Team Secrets – Die verborgenen Muster der Teamentwicklung

Gastbeitrag von | 25.02.2021

Lässt sich aus jeder Gruppe ein Team machen und wenn ja, wie geht das?
Gegenfrage: warum sollte man dies tun?

Was ist ein Team?

Ein Team zu sein bedeutet, sich zuzuhören bei der Diskussion über den besten Weg zum Ziel, sich aufeinander einzulassen, miteinander zu agieren und das gemeinsame Ziel wichtiger zu nehmen als das eigene Ego. So intensiv, dass es Spaß macht, gemeinsam für die beste Lösung zu kämpfen, sich blind aufeinander zu verlassen und wie ein Ballett oder Orchester zusammenzuspielen. Das kostet Zeit und Ausdauer und Kraft und das muss man wollen.

Es gibt nur einen Grund, das alles auf sich zu nehmen, aus einer Gruppe ein Team zu machen. Das ist eine konkrete Aufgabe, die gemeinsam arbeitsteilig erledigt werden muss. Dann macht es sehr viel Sinn, sich über die Optimierung von Arbeitsabläufen, Prozessen und Strukturen zu verständigen, über die Kompetenzen, Aufgaben und Rollen aller Beteiligten und über Sinn und Zweck der Aufgabe. Ob es dabei um Arbeit oder Freizeit geht, ist egal. Auch der Nachbarschafts-Vorgartenzirkel oder die Alumni-Volleyball-Truppe können ein super Team sein. Oder eben „nur“ eine coole Clique, mit der man gerne abhängt, ohne den anderen irgendwie verpflichtet zu sein.

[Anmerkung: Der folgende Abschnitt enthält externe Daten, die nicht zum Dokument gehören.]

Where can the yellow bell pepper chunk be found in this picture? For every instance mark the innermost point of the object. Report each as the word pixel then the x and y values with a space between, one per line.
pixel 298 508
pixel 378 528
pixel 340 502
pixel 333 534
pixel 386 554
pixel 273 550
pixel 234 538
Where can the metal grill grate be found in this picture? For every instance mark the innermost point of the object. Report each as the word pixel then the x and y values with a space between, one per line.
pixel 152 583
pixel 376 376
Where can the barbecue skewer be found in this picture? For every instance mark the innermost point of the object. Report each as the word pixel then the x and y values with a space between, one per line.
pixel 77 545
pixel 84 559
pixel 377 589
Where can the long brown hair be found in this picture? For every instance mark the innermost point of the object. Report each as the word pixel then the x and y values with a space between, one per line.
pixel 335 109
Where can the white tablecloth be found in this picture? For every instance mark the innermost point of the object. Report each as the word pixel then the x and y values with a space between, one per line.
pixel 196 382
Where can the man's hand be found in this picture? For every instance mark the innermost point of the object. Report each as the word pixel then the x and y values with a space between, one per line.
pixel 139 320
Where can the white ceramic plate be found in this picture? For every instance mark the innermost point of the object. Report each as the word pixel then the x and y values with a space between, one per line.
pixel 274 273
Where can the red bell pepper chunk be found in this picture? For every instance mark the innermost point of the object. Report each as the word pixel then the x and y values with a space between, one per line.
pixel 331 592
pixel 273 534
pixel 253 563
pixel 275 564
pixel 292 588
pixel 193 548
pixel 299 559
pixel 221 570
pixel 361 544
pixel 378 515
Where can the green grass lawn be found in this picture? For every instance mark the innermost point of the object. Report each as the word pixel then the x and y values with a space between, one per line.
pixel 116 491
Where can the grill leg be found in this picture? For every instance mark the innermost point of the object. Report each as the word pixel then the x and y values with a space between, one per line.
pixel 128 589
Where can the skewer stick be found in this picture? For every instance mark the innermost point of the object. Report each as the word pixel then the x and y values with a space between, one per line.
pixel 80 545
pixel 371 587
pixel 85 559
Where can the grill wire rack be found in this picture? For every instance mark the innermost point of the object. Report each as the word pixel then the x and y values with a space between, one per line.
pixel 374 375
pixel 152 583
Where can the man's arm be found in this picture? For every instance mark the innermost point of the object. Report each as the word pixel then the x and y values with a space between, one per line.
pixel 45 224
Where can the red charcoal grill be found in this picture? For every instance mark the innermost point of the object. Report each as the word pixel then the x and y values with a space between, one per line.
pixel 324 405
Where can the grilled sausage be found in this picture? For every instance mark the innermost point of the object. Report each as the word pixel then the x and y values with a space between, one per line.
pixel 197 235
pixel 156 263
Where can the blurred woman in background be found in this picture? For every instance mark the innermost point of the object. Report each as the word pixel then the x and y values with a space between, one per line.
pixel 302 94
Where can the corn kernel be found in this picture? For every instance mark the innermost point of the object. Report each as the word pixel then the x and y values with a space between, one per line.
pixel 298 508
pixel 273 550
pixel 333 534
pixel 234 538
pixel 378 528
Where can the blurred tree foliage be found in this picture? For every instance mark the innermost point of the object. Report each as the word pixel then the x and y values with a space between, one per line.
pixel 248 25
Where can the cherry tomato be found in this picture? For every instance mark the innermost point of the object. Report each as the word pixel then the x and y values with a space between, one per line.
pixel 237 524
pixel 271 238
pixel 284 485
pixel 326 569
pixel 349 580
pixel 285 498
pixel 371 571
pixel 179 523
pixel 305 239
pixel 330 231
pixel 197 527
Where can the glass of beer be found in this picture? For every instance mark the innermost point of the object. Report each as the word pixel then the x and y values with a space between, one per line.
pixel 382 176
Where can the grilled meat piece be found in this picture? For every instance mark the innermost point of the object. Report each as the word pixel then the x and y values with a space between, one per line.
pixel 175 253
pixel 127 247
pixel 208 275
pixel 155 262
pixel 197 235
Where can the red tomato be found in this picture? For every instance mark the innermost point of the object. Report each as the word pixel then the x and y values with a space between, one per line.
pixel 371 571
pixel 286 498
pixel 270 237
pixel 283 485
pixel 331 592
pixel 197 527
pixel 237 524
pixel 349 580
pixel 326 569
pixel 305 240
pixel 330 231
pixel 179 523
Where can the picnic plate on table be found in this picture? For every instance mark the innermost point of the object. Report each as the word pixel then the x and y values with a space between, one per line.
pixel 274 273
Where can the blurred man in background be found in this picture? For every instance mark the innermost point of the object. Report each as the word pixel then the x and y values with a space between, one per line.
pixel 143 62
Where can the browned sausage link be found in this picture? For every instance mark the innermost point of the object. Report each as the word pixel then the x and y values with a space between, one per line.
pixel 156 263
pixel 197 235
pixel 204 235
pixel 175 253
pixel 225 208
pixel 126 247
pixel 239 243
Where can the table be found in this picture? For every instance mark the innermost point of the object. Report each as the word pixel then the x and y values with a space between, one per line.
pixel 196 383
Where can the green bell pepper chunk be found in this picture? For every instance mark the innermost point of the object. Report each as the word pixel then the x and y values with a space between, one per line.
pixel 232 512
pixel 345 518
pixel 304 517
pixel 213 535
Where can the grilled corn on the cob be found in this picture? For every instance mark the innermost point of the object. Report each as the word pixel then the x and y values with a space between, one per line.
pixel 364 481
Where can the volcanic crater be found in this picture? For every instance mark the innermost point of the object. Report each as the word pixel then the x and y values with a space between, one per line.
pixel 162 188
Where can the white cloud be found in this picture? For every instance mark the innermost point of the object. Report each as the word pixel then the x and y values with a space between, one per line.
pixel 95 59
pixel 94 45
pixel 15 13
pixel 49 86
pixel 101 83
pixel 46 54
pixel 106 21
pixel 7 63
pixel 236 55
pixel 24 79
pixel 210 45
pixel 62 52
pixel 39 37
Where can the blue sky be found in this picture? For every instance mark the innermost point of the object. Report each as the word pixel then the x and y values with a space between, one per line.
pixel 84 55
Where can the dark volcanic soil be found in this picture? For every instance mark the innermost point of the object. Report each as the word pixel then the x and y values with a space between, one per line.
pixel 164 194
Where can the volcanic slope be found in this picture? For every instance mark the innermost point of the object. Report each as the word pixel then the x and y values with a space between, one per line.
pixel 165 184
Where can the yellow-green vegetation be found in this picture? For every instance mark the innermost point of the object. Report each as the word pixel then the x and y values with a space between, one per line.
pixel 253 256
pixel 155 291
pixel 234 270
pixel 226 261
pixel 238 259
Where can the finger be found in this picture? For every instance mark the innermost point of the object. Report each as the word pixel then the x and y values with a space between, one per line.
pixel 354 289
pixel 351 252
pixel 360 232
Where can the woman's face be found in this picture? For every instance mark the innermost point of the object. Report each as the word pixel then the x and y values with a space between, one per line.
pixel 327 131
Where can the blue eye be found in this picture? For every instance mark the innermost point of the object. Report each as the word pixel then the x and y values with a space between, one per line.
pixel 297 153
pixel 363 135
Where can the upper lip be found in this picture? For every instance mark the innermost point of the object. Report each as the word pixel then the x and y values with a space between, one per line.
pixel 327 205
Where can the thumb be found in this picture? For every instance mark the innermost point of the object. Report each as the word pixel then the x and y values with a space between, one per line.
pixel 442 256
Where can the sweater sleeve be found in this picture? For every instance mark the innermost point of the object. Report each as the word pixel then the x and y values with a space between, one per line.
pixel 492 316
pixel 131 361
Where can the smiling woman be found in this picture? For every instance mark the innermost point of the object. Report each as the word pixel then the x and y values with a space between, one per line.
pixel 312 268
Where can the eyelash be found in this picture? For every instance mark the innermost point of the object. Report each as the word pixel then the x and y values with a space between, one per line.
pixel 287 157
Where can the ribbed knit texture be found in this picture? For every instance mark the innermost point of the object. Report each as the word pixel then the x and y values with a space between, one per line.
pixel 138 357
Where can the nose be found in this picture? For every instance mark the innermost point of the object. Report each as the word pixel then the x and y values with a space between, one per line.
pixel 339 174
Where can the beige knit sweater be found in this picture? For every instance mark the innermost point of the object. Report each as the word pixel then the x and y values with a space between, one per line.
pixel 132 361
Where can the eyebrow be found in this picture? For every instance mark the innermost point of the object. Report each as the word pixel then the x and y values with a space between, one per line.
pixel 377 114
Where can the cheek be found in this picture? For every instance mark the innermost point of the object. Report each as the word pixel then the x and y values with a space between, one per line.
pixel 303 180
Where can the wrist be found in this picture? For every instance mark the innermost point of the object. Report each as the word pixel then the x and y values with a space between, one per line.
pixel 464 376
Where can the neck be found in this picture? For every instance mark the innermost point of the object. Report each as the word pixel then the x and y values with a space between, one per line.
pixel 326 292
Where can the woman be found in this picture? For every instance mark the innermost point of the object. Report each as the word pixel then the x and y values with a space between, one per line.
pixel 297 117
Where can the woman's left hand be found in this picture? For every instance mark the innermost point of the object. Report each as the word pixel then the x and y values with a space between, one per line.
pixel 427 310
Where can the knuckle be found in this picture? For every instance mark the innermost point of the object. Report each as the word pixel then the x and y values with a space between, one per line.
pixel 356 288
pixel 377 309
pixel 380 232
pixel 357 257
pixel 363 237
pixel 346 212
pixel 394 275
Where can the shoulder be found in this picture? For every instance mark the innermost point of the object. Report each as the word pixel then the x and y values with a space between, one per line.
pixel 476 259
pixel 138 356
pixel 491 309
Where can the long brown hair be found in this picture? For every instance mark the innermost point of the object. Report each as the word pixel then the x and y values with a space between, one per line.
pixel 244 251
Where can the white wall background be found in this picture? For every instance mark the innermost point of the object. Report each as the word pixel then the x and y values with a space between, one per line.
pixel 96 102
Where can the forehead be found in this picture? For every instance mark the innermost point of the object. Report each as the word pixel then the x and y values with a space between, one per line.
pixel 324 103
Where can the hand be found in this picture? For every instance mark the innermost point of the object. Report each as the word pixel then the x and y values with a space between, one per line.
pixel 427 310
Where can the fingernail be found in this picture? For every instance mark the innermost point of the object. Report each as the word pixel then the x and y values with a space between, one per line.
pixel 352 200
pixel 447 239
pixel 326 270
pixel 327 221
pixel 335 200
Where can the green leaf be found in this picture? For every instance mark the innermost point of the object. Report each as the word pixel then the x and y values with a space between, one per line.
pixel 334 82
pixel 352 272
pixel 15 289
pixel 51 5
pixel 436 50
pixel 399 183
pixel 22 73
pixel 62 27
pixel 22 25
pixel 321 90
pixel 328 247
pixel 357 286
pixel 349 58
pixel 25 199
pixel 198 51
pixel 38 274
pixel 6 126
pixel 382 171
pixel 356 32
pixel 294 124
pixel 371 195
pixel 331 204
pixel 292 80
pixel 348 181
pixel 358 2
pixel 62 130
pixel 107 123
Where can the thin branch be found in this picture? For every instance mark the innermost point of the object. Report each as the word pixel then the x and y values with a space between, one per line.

Die gemeinsame Aufgabe ist gleichzeitig die Voraussetzung für diesen anstrengenden Prozess. Denn warum sollte ich mich auf andere einlassen, mit ihnen über Werte und Ziele diskutieren und Vorgehensweisen abstimmen, wenn es nichts gibt, dass wir zusammen erledigen wollen?

Es auch zu wollen ist nicht nur ein entscheidender Vorteil, es ist sogar die zweite Voraussetzung, dass diese Kraftanstrengung funktionieren wird. [Wer schon mal halbherzig darangegangen ist, abzunehmen oder Sport zu treiben, weiß, wovon ich rede.]

Aber jetzt zum „Wie geht das?“.

Erst mal eine Schocknachricht: Alle Gruppen entwickeln sich, ob man will oder nicht, nach bestimmten Mustern. Lässt man der Entwicklung von außen und innen freien Lauf, dann passiert, was Bruce Tuckman mit seinen Teamphasen beschrieben hat. 

Team Secret #1 – Tuckmans Phasen der Teamentwicklung

In Phase 1 [FORMING – WER SIND DIE?] kennt keiner keinen, alle fragen sich, wer die anderen sind und versuchen das herauszubekommen. Aufgaben werden nur benutzt, um sich selbst ins rechte Licht zu rücken und die anderen auszuchecken, das Ergebnis ist zweitrangig.

In Phase 2 [STORMING – WO BLEIBE ICH?], wenn man in etwa eine Vorstellung hat, wer die anderen sind, wie sie ticken, wofür sie gut sind und wie verlässlich, geht es darum, den Platz in der Gruppe einzunehmen, der einem zusteht. Die Aufgaben sind immer noch Mittel zum Zweck, niemand sollte schon viel von den Ergebnissen erwarten. Immer wieder gibt es heiße Diskussionen um das Recht, recht zu haben.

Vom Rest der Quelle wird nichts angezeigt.